Israel Warns Palestinians on Facebook — But Bombings Decimated Gaza Internet Access
Gaza Internet Connectivity Decimated as Israel Bombs The Intercept
Amid a heavy retaliatory air and artillery assault by Israel against the Gaza Strip on October 10, Israel Defense Forces spokesperson Avichay Adraee posted a message on Facebook to residents of the al-Daraj neighborhood, urging them to leave their homes in advance of impending airstrikes.
It’s not clear how most people in al-Daraj were supposed to see the warning: Intense fighting and electrical shortages have strangled Palestinian access to the internet, putting besieged civilians at even greater risk.
Following Hamas’s grisly surprise attack across the Gaza border on October 7, the Israeli counterattack — a widespread and indiscriminate bombardment of the besieged Gaza Strip — left the two million Palestinians who call the area home struggling to connect to the internet at a time when access to current information is crucial and potentially lifesaving.
“Shutting down the internet in armed conflict is putting civilians at risk.”
“Shutting down the internet in armed conflict is putting civilians at risk.”
“Shutting down the internet in armed conflict is putting civilians at risk,” Deborah Brown, a senior researcher at Human Rights Watch, told The Intercept. “It could help contribute to injury or death because people communicate around what are safe places and conditions.”
According to companies and research organizations that monitor the global flow of internet traffic, Gazan access to the internet has dramatically dropped since Israeli strikes began, with data service cut entirely for some customers.
Most Gaza ISPs Are Gone
With communications infrastructure left in rubble, Gazans now increasingly find themselves in a digital void at a time when data access is most crucial.

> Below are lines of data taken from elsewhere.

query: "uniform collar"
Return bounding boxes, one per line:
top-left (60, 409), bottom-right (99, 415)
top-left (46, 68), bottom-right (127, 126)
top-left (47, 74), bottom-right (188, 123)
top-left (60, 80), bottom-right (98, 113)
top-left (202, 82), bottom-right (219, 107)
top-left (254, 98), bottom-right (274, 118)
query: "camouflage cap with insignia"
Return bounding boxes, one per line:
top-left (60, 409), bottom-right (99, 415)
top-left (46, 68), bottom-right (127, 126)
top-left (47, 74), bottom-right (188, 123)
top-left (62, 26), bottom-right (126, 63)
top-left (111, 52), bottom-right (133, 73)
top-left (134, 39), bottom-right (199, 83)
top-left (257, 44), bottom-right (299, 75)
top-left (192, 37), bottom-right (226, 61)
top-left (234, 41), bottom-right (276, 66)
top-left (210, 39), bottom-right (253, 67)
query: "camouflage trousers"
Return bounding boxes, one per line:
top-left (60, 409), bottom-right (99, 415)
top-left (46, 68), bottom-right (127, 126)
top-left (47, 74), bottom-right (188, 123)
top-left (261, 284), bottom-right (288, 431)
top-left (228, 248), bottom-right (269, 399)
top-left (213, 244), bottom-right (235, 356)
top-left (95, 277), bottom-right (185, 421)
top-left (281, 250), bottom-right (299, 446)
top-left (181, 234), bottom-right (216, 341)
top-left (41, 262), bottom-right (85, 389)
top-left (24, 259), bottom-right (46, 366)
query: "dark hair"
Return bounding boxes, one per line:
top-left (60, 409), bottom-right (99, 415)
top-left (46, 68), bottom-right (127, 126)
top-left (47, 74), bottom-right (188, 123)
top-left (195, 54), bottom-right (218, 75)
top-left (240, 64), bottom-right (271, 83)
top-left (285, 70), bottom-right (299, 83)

“People in Gaza need access to the internet and telecommunications to check on their family and loved ones, seek life-saving information amidst the ongoing Israeli barrage on the strip; it’s crucial to document the war crimes and human rights abuses committed by Israeli forces at a time when disinformation is going haywire on social media,” Fatafta said.

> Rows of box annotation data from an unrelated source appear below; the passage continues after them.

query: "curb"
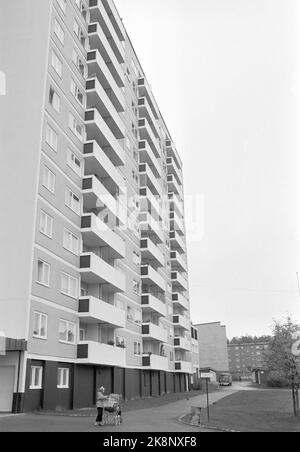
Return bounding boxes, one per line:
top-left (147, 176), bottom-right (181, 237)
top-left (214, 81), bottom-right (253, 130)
top-left (177, 414), bottom-right (241, 433)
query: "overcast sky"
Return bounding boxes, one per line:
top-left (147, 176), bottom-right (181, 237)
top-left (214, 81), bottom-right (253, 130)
top-left (115, 0), bottom-right (300, 337)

“There is some slight connectivity,” Alp Toker of the internet outage monitoring firm NetBlocks told The Intercept, but “most of the ISPs based inside of Gaza are gone.”
Though it’s difficult to be certain whether these outages are due to electrical shortages, Israeli ordnance, or both, Toker said that, based on reports he has received from Gazan internet providers, the root cause is the Israeli destruction of fiber optic cables connecting Gaza. The ISPs are generally aware of where their infrastructure is damaged or destroyed, Toker said, but ongoing Israeli airstrikes will make sending a crew to patch them too dangerous to attempt. Still, one popular Gazan internet provider, Fusion, wrote in a Facebook post to its customers that efforts to repair damaged infrastructure were ongoing.
That Gazan internet access remains in place at all, Toker said, is probably due to the use of backup generators that could soon run out of fuel in the face of an intensified Israeli military blockade. (Toker also said that, while it’s unclear if it was due to damage from Hamas rockets or a manual blackout, NetBlocks detected an internet service disruption inside Israel at the start of the attack, but that it quickly subsided.)
Amanda Meng, a research scientist at Georgia Tech who works on the university’s Internet Outage Detection and Analysis project, or IODA, estimated Gazan internet connectivity has dropped by around 55 percent in the recent days, meaning over half the networks inside Gaza have gone dark and no longer respond to the outside internet. Meng compared this level of access disruption to what’s been previously observed in Ukraine and Sudan during recent warfare in those countries. In Gaza, Border Gateway Protocol activity, an obscure system that routes data from one computer to another and undergirds the entire internet, has also seen disruptions.
“On the ground, this looks like people not being able to use networked communication devices that rely on the Internet,” Meng explained.
Organizations like NetBlocks and IODA all used varying techniques to measure internet traffic, and their results tend to vary. It’s also nearly impossible to tell from the other side of the world whether a sudden dip in service is due to an explosion or something else. In addition to methodological differences and the fog of war, however, is an added wrinkle: Like almost everything else in Gaza, ISPs connect to the broader internet through Israeli infrastructure.
“By law, Gaza internet connectivity must go through Israeli infrastructure to connect to the outside world, so there is a possibility that the Israelis could leave it up because they are able to intercept communications,” said Madory of Kentik.
Fatafta, the policy analyst, also cited Israel’s power to keep Gaza offline — but both in this war and in general. “Israel’s full control of Palestinian telecommunications infrastructure and long-standing ban on technology upgrades” is an immense impediment, she said. With the wider internet blockaded, she said, “people in Gaza can only access slow and unreliable 2G services” — a cellular standard from 1991.
While Israel is reportedly also using analog means to warn Palestinians, their effectiveness is not always clear: “Palestinian residents of the city of Beit Lahiya in the northern region of the Gaza Strip said Thursday that Israeli planes dropped flyers warning them to evacuate their homes,” according to the Associated Press. “The area had already been heavily struck by the time the flyers were dropped.”